Doctors Jailed in Michigan, Ohio in $250M Opioid Health Care Fraud
Sixteen Michigan and Ohio-area defendants, including 12 physicians, have been sentenced to prison for a $250 million health care fraud scheme that included the exploitation of patients suffering from addiction and the illegal distribution of over 6.6 million doses of medically unnecessary opioids.
Sixteen Michigan and Ohio-area defendants, including 12 physicians, have been sentenced to prison for a $250 million health care fraud scheme that included the exploitation of patients suffering from addiction and the illegal distribution of over 6.6 million doses of medically unnecessary opioids. The scheme, perpetrated through a multi-state network of pain clinics from 2007 to 2018, involved doctors refusing to provide patients with opioids unless they agreed to unnecessary back injections.

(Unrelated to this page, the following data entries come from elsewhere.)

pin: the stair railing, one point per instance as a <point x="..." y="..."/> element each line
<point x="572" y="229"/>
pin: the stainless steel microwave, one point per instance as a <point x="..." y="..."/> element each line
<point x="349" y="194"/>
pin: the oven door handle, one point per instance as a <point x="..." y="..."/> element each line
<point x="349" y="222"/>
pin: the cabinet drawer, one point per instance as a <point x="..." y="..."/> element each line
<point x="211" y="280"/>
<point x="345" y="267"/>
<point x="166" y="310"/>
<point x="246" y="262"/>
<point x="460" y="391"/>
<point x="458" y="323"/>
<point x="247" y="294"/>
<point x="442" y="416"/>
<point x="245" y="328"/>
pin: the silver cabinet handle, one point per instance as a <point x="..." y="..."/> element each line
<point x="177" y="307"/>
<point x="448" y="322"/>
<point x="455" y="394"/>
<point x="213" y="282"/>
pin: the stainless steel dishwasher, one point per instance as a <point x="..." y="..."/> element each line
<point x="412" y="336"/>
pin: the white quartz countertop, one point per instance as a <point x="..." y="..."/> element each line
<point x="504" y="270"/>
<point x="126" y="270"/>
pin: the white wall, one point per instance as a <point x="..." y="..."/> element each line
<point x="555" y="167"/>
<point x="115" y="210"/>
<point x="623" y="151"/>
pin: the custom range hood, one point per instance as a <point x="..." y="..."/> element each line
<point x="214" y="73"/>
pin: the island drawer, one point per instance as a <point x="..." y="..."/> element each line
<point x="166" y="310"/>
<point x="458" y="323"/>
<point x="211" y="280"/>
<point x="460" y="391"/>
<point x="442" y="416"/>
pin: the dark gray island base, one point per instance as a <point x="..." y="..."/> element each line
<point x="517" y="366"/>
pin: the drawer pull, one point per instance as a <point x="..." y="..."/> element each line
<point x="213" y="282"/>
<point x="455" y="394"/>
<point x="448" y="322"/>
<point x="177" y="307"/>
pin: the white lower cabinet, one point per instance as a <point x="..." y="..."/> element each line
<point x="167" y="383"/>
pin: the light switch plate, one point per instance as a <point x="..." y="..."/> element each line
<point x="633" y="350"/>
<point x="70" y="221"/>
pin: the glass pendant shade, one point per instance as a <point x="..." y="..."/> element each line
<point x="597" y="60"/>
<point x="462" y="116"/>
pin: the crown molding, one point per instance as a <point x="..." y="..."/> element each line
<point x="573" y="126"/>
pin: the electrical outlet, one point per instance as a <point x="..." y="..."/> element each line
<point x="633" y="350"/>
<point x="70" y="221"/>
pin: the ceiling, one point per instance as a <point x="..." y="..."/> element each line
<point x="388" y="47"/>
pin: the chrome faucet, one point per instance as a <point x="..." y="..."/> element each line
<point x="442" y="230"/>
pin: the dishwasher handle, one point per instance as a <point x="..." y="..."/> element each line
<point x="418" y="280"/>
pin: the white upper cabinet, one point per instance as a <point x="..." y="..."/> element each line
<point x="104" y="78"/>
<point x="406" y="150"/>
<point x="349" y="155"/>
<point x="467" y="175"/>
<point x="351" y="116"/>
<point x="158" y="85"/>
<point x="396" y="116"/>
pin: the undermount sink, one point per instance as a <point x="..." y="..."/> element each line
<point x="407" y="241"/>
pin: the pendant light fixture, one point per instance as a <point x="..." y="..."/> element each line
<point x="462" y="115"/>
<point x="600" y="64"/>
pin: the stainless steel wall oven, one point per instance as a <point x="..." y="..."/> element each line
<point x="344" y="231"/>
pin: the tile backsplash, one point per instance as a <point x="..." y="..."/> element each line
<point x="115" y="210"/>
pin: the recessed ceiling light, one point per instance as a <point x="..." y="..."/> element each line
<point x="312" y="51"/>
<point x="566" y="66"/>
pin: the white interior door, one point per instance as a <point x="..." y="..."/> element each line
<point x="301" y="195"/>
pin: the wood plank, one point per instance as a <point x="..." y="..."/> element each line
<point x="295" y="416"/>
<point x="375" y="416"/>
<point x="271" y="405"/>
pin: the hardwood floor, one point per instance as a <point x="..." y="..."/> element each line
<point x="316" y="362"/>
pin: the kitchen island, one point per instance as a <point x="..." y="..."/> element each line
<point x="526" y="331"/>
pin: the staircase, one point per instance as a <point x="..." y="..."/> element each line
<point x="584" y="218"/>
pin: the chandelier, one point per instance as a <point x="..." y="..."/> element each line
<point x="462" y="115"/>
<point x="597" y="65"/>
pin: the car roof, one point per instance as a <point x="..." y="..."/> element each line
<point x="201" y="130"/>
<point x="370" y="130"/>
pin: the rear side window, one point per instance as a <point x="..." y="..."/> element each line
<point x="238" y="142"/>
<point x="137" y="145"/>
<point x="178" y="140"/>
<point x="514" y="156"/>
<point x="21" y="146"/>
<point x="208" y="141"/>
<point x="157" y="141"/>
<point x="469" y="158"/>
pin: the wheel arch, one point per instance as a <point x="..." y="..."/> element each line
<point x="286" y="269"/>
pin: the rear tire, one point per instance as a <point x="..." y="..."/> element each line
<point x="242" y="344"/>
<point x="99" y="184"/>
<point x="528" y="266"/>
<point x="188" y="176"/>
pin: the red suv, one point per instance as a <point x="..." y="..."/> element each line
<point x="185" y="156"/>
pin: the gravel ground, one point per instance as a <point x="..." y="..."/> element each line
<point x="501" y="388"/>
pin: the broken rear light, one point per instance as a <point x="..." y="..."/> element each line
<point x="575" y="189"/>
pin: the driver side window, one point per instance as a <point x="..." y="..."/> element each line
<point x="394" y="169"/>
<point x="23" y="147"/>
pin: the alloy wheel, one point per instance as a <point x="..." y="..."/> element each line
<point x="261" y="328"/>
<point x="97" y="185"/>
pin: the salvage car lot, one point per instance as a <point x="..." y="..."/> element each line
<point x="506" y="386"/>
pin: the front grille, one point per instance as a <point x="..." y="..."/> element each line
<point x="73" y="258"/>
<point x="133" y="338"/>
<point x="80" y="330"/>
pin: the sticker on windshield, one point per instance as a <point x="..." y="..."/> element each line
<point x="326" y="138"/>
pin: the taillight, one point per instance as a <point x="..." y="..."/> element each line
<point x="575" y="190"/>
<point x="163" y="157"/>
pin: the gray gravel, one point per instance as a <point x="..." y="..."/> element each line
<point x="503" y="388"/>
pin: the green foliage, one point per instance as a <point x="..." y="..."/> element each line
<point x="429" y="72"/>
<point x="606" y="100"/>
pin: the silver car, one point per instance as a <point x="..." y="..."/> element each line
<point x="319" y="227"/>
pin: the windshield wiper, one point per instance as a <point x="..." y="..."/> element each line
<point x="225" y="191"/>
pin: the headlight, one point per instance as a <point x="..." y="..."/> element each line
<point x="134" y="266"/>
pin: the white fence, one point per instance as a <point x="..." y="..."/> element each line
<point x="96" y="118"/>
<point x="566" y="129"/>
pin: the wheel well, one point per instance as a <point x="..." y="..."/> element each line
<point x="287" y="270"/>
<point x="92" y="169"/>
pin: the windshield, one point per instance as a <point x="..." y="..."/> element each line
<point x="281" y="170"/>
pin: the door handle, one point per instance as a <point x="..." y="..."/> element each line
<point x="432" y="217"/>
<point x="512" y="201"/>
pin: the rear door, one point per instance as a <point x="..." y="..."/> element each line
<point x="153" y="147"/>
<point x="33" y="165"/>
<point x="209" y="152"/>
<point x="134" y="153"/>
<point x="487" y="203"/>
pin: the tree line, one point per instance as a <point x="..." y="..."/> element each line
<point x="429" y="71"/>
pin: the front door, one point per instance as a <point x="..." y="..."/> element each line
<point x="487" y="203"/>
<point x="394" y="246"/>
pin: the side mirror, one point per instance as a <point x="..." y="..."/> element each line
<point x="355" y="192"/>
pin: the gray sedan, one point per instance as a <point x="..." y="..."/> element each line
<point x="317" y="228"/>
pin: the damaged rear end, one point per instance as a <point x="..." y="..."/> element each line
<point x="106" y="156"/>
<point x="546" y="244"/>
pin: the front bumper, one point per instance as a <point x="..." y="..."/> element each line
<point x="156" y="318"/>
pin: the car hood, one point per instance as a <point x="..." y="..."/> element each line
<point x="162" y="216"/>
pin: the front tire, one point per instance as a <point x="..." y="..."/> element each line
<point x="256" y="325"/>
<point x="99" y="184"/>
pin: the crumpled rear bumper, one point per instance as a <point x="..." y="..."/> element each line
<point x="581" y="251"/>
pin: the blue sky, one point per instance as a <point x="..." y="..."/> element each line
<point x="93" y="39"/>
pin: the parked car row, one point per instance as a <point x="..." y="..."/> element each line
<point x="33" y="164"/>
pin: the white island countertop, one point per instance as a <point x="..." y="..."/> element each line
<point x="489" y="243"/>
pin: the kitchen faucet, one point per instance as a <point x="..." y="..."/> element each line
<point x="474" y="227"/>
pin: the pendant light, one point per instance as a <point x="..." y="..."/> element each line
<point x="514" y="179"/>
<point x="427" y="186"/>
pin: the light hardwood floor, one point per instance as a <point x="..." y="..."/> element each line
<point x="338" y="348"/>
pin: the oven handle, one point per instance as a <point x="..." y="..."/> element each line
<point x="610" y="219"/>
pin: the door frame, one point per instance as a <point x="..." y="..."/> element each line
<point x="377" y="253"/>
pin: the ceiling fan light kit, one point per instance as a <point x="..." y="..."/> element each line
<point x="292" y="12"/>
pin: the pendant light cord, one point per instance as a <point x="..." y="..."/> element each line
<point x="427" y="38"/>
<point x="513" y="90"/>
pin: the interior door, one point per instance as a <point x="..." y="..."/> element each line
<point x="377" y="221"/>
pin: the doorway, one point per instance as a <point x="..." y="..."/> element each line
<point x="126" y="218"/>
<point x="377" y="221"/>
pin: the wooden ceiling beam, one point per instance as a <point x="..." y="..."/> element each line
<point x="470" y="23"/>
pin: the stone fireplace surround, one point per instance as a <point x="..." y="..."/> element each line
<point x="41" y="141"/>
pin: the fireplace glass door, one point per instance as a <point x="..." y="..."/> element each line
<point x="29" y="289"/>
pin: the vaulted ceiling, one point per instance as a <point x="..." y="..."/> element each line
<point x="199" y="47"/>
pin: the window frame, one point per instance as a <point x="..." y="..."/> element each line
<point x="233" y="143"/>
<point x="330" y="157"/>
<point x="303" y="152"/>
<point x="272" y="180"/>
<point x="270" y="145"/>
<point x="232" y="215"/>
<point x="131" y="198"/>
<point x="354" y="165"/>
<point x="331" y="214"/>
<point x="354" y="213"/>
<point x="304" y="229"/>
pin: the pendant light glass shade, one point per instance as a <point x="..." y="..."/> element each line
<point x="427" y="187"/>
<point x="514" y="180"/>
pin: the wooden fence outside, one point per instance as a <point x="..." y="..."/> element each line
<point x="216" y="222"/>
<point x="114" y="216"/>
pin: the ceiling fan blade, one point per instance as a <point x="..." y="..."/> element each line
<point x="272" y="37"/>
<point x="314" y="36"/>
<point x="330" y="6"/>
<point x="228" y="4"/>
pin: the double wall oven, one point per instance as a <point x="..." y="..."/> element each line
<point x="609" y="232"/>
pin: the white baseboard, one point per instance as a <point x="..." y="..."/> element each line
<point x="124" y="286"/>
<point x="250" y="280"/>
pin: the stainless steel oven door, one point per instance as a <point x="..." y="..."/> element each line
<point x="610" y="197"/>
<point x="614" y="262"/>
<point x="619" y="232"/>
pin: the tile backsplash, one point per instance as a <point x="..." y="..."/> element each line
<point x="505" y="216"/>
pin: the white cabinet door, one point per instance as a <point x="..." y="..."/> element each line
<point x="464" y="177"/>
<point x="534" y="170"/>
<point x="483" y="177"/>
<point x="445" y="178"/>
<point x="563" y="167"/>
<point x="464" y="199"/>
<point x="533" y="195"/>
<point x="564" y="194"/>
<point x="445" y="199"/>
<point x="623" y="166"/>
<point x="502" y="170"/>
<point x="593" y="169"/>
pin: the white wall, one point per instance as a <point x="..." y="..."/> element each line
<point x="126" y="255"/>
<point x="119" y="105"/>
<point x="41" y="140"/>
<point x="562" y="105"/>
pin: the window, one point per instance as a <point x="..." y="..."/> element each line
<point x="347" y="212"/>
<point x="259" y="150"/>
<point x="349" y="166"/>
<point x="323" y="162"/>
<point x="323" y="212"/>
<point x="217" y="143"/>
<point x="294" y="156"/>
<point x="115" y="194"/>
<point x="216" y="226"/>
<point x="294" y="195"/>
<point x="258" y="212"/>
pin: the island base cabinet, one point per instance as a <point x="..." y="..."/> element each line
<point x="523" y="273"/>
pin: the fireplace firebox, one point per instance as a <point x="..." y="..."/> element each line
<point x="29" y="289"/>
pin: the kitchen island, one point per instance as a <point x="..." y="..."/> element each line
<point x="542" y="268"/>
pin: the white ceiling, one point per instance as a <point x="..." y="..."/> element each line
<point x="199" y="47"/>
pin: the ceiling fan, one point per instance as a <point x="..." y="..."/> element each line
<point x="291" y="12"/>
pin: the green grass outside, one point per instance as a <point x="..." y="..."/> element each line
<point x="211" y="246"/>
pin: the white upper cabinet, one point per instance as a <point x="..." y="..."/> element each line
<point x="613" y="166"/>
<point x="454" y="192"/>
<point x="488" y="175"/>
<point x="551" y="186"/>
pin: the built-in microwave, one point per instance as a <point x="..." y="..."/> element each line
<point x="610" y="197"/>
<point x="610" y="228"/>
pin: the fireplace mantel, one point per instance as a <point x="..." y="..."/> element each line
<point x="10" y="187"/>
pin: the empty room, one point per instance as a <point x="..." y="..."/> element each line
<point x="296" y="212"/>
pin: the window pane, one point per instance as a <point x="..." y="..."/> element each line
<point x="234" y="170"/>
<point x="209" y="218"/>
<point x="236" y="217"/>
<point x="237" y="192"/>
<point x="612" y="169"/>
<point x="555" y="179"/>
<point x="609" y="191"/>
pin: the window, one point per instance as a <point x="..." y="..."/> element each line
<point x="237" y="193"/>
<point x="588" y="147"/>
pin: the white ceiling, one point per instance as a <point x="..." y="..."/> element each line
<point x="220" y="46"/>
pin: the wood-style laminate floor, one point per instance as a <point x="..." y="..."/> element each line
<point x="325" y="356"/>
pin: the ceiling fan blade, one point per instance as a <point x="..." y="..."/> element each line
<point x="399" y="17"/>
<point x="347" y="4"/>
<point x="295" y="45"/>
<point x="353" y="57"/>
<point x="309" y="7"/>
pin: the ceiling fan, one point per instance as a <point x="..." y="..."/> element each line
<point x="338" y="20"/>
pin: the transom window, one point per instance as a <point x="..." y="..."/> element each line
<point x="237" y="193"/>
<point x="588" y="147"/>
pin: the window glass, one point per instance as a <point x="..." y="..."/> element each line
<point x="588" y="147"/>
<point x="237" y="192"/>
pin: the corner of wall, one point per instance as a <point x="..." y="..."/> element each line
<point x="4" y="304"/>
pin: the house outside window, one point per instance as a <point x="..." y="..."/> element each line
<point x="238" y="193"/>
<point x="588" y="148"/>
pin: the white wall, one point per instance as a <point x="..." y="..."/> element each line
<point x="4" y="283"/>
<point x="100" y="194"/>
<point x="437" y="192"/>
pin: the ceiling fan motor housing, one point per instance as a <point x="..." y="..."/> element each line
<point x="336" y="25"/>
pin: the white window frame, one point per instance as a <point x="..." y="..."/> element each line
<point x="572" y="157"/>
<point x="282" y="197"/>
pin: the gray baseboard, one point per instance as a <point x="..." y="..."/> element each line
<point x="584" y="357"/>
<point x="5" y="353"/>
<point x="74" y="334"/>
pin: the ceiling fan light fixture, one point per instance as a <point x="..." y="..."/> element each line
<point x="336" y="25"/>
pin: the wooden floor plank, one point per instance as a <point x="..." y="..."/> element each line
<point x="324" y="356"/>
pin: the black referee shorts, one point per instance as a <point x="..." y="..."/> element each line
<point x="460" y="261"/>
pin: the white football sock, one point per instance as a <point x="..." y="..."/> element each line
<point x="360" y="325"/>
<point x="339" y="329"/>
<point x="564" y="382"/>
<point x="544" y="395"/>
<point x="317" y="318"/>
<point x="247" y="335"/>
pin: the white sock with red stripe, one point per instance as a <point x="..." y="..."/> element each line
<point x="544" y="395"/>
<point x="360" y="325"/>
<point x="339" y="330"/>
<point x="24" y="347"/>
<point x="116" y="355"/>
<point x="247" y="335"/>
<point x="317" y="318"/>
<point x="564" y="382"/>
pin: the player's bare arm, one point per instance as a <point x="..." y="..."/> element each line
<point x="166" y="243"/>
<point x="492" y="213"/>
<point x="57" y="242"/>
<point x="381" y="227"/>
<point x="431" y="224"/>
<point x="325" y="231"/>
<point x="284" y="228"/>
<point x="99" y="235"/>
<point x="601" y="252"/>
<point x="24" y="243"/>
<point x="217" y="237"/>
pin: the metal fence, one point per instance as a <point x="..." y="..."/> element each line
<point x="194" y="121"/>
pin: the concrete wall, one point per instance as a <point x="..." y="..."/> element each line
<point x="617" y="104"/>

According to the Department of Justice, the evidence established that the clinics were pill mills frequented by patients suffering from addiction, as well as drug dealers, who sought to obtain high-dosage prescription drugs like oxycodone from doctors who agreed to work only a few hours a week to “stay under the radar” of the Drug Enforcement Administration (DEA), yet were among the highest prescribers of oxycodone in the State of Michigan. In some instances, patients experienced more pain from the shots than from the pain they had purportedly come to have treated, and that some patients developed adverse conditions, including open holes in their back. The proceeds of the fraud, over $16 million of which was forfeited by the United States from the defendants, were used to fuel lavish lifestyles, the DOJ said.